Science and Technology links (June 2nd, 2018)

  1. Human hearts do not regenerate. Cardiovascular diseases are the leading cause of death in occident. Japanese doctors will graft sheets of tissue derived from reprogrammed stem cells in the hope of healing diseased human hearts. It is a small and uncertain trial.
  2. The surface of your eyes (cornea) may become damaged following an accident or a disease. You can receive a transplant, but it is difficult. On an experimental basis, we are now printing new corneas.
  3. Viagra is out of patent. You can get it cheaper. Viagra might be good for your heart. It also raises testosterone which might help you get more muscular. (I don’t take viagra, but maybe I should.)
  4. Is it a good investment to give a lot of money to a great researcher? Not really: beyond a certain point, you are wasting your money. The scientific return on research reaches a maximum at around $400,000 of annual support per researcher. Funders should limit both the maximum amount of funding per researcher. Maybe you think that $400,000 is a lot, but it is not difficult for some academics to accumulate a lot more funding due to the Matthew effect.
  5. Yellow spots in the eyes could be a symptom of dementia.
  6. Maybe unsurprisingly, you can buy your way into Harvard:

    Before he married Ivanka Trump and became a top adviser to the President, Jared Kushner was well-known for the rumors surrounding the circumstances of his admission to Harvard. Jared’s father, Charles, a New Jersey real-estate developer, donated $2.5 million to the college shortly before Jared applied. Officials at Jared’s high school told Golden that they were shocked he got in (…) And they were especially disappointed that he was admitted while his high-school classmates who were better-qualified on the merits got rejected.

    The whole point of places like Harvard is that it is hard to get in. But it is apparently much easier if you are rich and connected.

    Logically, this means that a Harvard degree should have much more weight if you are from a modest background.

  7. Donald Trump wears expensive clothes, he is rich, he graduated from a top-5 school, and he is not modest. It works for him.

    Why are some people modest? Shouldn’t you always broadcast how great you are? But advertising or burying your signals is itself a signal (a meta-signal). So if you went to Harvard, walking around with a Harvard hat and Harvard shirt is maybe less wise than it sounds.

    The really cool and powerful people don’t need to flaunt their accomplishments. If you do much flaunting, you are signaling that you are struggling with your social status.

    And some apparently negative signals can be positive ones, as they can be used to display confidence.
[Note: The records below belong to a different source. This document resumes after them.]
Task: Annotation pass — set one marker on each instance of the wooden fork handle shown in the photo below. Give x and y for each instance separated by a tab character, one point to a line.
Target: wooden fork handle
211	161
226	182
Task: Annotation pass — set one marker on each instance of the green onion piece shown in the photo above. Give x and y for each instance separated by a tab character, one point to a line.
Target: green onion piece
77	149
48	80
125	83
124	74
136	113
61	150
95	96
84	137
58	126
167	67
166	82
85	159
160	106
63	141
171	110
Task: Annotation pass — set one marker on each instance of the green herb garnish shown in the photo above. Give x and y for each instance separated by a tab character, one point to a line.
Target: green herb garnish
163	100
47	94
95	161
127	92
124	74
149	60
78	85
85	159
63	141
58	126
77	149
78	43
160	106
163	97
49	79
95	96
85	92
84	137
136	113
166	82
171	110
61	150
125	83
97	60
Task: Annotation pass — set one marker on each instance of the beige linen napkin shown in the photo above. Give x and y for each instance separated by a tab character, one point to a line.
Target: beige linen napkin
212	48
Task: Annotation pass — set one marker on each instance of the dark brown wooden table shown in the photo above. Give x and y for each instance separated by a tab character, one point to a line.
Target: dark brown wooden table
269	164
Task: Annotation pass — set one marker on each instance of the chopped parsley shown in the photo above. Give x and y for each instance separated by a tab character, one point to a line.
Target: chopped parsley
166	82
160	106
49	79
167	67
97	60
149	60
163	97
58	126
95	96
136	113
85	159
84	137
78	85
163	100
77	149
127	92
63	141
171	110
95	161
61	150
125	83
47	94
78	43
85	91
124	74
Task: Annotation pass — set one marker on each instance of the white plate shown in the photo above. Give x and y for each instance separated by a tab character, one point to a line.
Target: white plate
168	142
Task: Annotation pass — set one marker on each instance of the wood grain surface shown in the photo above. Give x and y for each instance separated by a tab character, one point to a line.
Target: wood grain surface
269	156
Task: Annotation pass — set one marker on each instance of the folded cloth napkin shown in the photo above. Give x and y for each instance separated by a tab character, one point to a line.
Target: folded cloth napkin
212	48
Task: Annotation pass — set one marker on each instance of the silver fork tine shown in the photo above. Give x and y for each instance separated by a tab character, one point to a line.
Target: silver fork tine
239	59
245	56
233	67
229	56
For example, modest clothes can be a signal of power in some contexts.

    I suspect that your signals determine who you get to work with. So they are both tremendously important but also quite complicated.

  8. Reviewers are much more likely to recommend acceptance of papers from top institutions. That is, given the exact same paper, if you are told that it is from a top school, you are much more likely to recommend it, even if everything else is kept the same.

    There is an interesting consequence to this observation. When you are given a list of accepted papers at a selective event, look for the contributions from people at non-elite institutions. Their work is probably much more solid since there is a bias working against them and they are the survivors of a more difficult game.

  9. Following the second world war, copyright was temporary waived on German books. This lead them to become much more cited. It should be obvious copyright prevents access. At a civilization scale, this has a significant cost. For example, medical doctors can’t easily access the latest research.
  10. Conclusive evidence for the benefit of any supplement has not demonstrated. Please don’t take multivitamins, at best they are only a waste of time and money. At worse, they are harmful.
  11. Google is working for the military. Many of its engineers are unhappy. I don’t understand why Google does this. Why risk annoying its best engineers, possibly getting them to seek offers elsewhere? Yes, I know that it must be lucrative, but Google has enormous cash reserves: billions and billions that it does not know how to spend. Google’s most valuable asset is not its money. So I am guessing that Google is after more than money.
  12. Only half of kids ages 13-17 use Facebook. Snapchat, Instagram, and YouTube are more popular. Instagram is owned by Facebook.

3 thoughts on “Science and Technology links (June 2nd, 2018)”

  1. About signals, I remember Vonnegut, Mother Night: “We are what we pretend to be, so we must be careful about what we pretend to be.”

  2. Apparently, buying your way into an “Ivy League” school has always been a bit of an open secret. Also students from wealth are graded on a curve (as in it is almost impossible to fail). Some (all?) of the Ivy League schools give out “honors” liberally, in essence to students who actually do the assigned work.

    To maintain the myth that only the “best” go to the Ivy League, those schools have to aggressively recruit a portion of very bright students (without wealth) so that some meaningful work is done by graduates.

    I only thought to ask the question a couple years ago. The answers are easy to find. Seems this has always been only a semi-secret. Which makes sense, as the schools market to the newly-wealthy.

    All of which paints a picture of our current President. He went to Wharton, which at the time was a least-reputable Ivy League school. He could not get admitted, until his older brother arrived (presumably with a bigger checkbook). He did not get honors.

    And this rich idiot now leads the most-powerful country on Earth.